Dietary Alpha-Linoleic Acid Alters the Fatty Acid Composition of Lipid Classes in Swine Tissues.

January 1, 1995 Human Health and Nutrition Data 0 Comments

Dietary Alpha-Linoleic Acid Alters the Fatty Acid Composition of Lipid Classes in Swine Tissues.

Year: 1995
Authors: G Cherian, J S Sim.
Publication Name: J. Agric. Food Chem.
Publication Details: Volume 43; Number 11; Page 2911.

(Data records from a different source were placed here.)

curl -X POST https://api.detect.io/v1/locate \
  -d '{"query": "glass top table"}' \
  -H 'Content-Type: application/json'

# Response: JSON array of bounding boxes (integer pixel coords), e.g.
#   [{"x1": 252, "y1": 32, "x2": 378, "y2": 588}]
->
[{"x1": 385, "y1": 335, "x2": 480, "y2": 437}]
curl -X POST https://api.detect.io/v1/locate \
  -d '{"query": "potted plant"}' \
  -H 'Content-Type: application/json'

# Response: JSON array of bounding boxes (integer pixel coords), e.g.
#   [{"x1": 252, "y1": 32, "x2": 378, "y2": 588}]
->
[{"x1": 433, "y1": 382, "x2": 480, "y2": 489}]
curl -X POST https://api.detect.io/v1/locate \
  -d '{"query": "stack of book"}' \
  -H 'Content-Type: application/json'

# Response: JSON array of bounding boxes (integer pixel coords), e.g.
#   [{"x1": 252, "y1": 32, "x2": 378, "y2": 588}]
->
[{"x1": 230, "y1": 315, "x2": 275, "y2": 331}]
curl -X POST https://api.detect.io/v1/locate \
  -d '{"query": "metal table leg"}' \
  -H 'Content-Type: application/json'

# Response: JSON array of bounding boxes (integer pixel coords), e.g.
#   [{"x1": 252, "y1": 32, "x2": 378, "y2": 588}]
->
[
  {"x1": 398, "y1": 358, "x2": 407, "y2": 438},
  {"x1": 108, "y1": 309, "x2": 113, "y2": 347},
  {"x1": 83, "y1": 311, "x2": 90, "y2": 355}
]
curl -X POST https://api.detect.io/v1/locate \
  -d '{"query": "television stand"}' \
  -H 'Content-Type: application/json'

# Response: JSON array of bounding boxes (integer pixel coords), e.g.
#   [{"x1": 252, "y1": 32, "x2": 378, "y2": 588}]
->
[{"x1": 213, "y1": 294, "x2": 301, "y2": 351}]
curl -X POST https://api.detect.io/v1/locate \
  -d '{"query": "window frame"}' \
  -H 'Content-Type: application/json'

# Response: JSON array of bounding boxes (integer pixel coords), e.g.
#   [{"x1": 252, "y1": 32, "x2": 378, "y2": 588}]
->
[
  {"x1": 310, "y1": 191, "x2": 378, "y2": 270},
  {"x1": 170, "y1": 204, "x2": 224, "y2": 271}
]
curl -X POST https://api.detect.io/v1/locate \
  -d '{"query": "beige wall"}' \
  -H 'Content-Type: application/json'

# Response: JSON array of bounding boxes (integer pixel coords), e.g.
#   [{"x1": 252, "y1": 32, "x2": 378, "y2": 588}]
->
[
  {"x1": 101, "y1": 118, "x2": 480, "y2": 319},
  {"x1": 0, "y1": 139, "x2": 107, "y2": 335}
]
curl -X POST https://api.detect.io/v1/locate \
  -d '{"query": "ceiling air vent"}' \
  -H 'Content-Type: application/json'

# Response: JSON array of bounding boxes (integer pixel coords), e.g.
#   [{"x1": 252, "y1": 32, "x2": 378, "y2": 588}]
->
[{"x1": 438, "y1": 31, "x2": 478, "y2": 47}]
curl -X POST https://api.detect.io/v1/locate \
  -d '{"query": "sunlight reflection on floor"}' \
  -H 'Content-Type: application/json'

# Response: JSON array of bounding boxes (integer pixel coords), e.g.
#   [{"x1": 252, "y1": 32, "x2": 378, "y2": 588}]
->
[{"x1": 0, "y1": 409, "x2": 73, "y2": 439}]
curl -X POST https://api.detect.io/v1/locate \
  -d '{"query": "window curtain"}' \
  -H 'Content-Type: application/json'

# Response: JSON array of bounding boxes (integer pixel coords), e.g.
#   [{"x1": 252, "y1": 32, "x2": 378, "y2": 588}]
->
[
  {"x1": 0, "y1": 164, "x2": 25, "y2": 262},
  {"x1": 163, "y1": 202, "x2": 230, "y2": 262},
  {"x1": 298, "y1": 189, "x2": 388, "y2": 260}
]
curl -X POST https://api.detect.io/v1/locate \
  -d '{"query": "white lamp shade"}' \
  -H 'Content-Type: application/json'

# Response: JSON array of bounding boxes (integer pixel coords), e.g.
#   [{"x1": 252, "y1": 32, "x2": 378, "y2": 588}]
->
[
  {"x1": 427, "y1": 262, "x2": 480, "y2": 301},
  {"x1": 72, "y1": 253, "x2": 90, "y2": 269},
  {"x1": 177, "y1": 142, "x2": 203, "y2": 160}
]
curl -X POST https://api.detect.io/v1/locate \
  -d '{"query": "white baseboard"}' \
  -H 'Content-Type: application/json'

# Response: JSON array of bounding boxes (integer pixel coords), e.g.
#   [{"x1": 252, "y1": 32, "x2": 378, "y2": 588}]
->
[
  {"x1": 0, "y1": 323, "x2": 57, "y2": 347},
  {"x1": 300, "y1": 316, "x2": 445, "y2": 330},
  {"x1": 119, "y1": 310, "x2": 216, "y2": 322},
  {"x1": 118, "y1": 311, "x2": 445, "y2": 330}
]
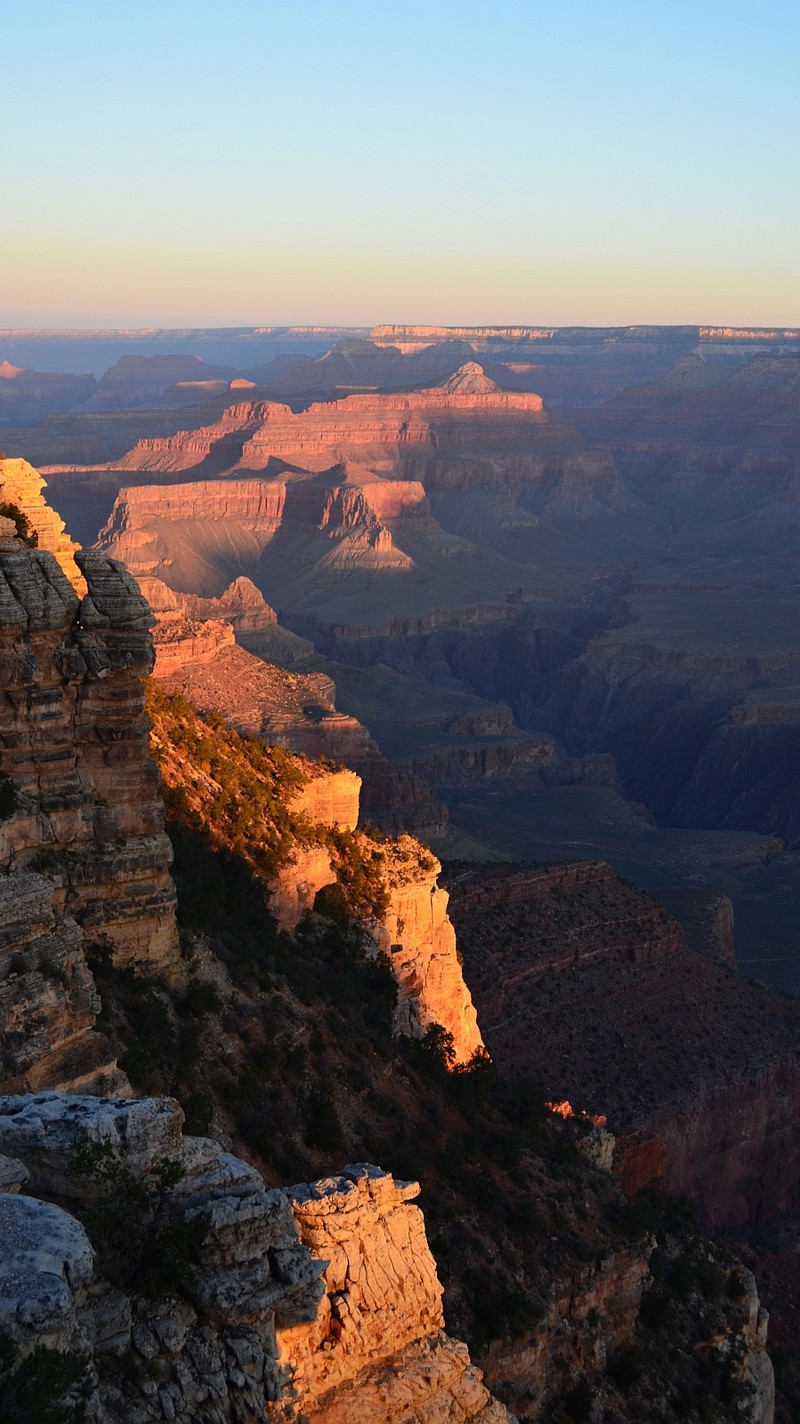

In an attempt to increase n-3 PUFAs in the diet, feeding trials have been conducted in order to alter the n-3 fatty acid content of animal tissues. The diets of poultry and swine have been supplemented with ALA in the form of canola and flax meal and seed. Analysis of tissue fatty acids from these animals showed increases in ALA and long chain n-3 PUFAs as well as reductions in SFA. The effects of dietary ALA on the FA composition of total lipids and lipid classes of the pig tissues most commonly consumed as food (muscle, backfat, heart and liver) were investigated in this study. Twenty-five pigs were fed on diets supplemented with ground flaxseed and containing ALA at 0% (control), 1.5% (ALA1), 2.5% (ALA2) or 3.6% (ALA3). The total lipid content of the tissues was not affected by dietary treatment. Feeding ALA1, ALA2 or ALA3 diets significantly increased the ALA and EPA content in the total lipids, TG, PE and PC of all tissues except brain. The enrichment of ALA was mainly in TGs. The ratio of n-6:n-3 PUFA in the muscle, backfat, heart and liver was significantly reduced with a concomitant increase in EPA noted in these tissues. Long chain n-6 and n-3 PUFAs were incorporated in the PE. AA and MUFAs were significantly decreased by dietary ALA in the PE and PC of all tissues except for brain. The DHA content of the brain was not altered by dietary ALA, which suggests a resistance of brain tissue in swine to dietary enhancement of n-3 PUFAs. Total SFA were significantly lower in pigs fed the ALA enriched diets. The observation of increased EPA in combination with reduced AA is beneficial with regard to the synthesis of anti-thrombogenic eicosanoids. These results suggest that ALA supplementation in the form of flaxseed may be used in the diets of feed animals to increase levels of ALA and EPA and to decrease AA in muscle, backfat, heart and liver lipids. N-3 enriched animal products would serve as a source of omega 3 EFA in the diets of individuals who do not consume fish and fish products.